Pendant le premier confinement, disparaître des écrans radars peut coûter cher : un manutentionnaire, bloqué à l’étranger, a vu son sort tranché par la justice. L’affaire pose une question simple : la force majeure protège-t-elle le salarié absent quand l’entreprise relance l’activité ? Réponse nuancée : l’impossibilité de revenir ne dispense pas d’informer, et l’employeur peut sanctionner l’absence non justifiée.
Quand le salarié disparaît pendant le confinement
Le 17 mars 2020, le confinement tombe. Selon franceinfo.fr, manutentionnaire dans une TPE industrielle de traitement des déchets métalliques, l’homme se trouve en vacances dans un village du Sénégal. Faute d’avions, il informe qu’il ne peut pas rentrer et passe en chômage partiel, comme des millions d’autres. Le salarié pense alors être couvert.
Courant avril, puis début mai, l’employeur appelle sur le portable pour fixer la reprise en présentiel. Aucune réponse. Le 11 mai, le déconfinement est annoncé et l’activité redémarre. Sans nouvelles, l’entreprise classe l’absence en « injustifiée ». La relation de travail se grippe, alors que la production réclame des bras.
Le 15 juillet, date du premier jour de reprise des vols internationaux au Sénégal, il revient en France. L’employeur le convoque à un entretien préalable, puis prononce un licenciement pour faute grave. Le manutentionnaire conteste devant le conseil de prud’hommes de Bobigny, puis devant la Cour d’appel de Paris.
Les faits et la défense passés au crible
Face aux rappels restés sans suite, l’homme avance une explication matérielle : téléphone cassé et réseau coupé par de fortes pluies. L’argument séduit peu les juges, car d’autres moyens existent pour joindre l’entreprise. La difficulté technique, réelle parfois, n’éteint pas l’obligation d’informer la hiérarchie sur la disponibilité.
Il affirme ensuite avoir laissé un message courant juin ; personne ne l’a reçu et aucune preuve fiable n’est produite. Le doute ne suffit pas à renverser la charge, car l’initiative de contact lui appartenait. Le salarié restait tenu d’assurer un suivi minimal, notamment pour valider sa date de retour.

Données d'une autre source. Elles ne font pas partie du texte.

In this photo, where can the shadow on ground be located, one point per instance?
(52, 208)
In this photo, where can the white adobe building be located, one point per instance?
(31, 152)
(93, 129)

Il invoque enfin la force majeure, au motif de l’interruption des liaisons aériennes entre le Sénégal et la France. Les juges admettent l’empêchement de voyager, alors que l’empêchement de communiquer n’est pas établi. Comme l’explique l’avocate Corinne Baron-Charbonnier, l’argument juridique ne couvre pas le silence prolongé envers l’employeur.
Pourquoi la force majeure ne sauve pas le salarié
La Cour d’appel de Paris confirme le licenciement, mais écarte la faute grave. Les juges retiennent une cause réelle et sérieuse, plus proportionnée, puisque l’intéressé a finalement repris l’avion. La sanction reste valide, car l’absence qualifiée d’injustifiée a perduré alors que l’entreprise avait relancé l’activité et appelé à plusieurs reprises.
Le cœur du raisonnement tient à l’obligation d’information. Même en crise sanitaire, l’exécution de bonne foi du contrat impose de se signaler, proposer un point, transmettre une adresse fiable. Tant que l’empêchement demeure, le salarié doit prouver ses démarches, car la continuité du lien avec l’employeur évite le malentendu durable.
Message pratique : consigner les échanges, multiplier les canaux et alerter par écrit en cas d’indisponibilité prolongée. Côté entreprise, documenter les relances et formaliser les décisions renforce la sécurité juridique. Cette affaire issue du premier confinement rappelle qu’un contexte exceptionnel n’efface pas les règles de base du droit du travail.
Leçons pour gérer l’absence en période troublée et éviter le faux pas
Contexte exceptionnel ou non, la règle tient en trois verbes : alerter, prouver, dialoguer. Un salarié bloqué peut l’être sans faute, alors que l’absence de nouvelles fragilise la confiance et ouvre la voie au licenciement pour cause réelle et sérieuse. Préparer des plans de contact, garder des traces, cela protège chacun. Y penser dès le départ évite les malentendus, même quand la crise bouleverse tout.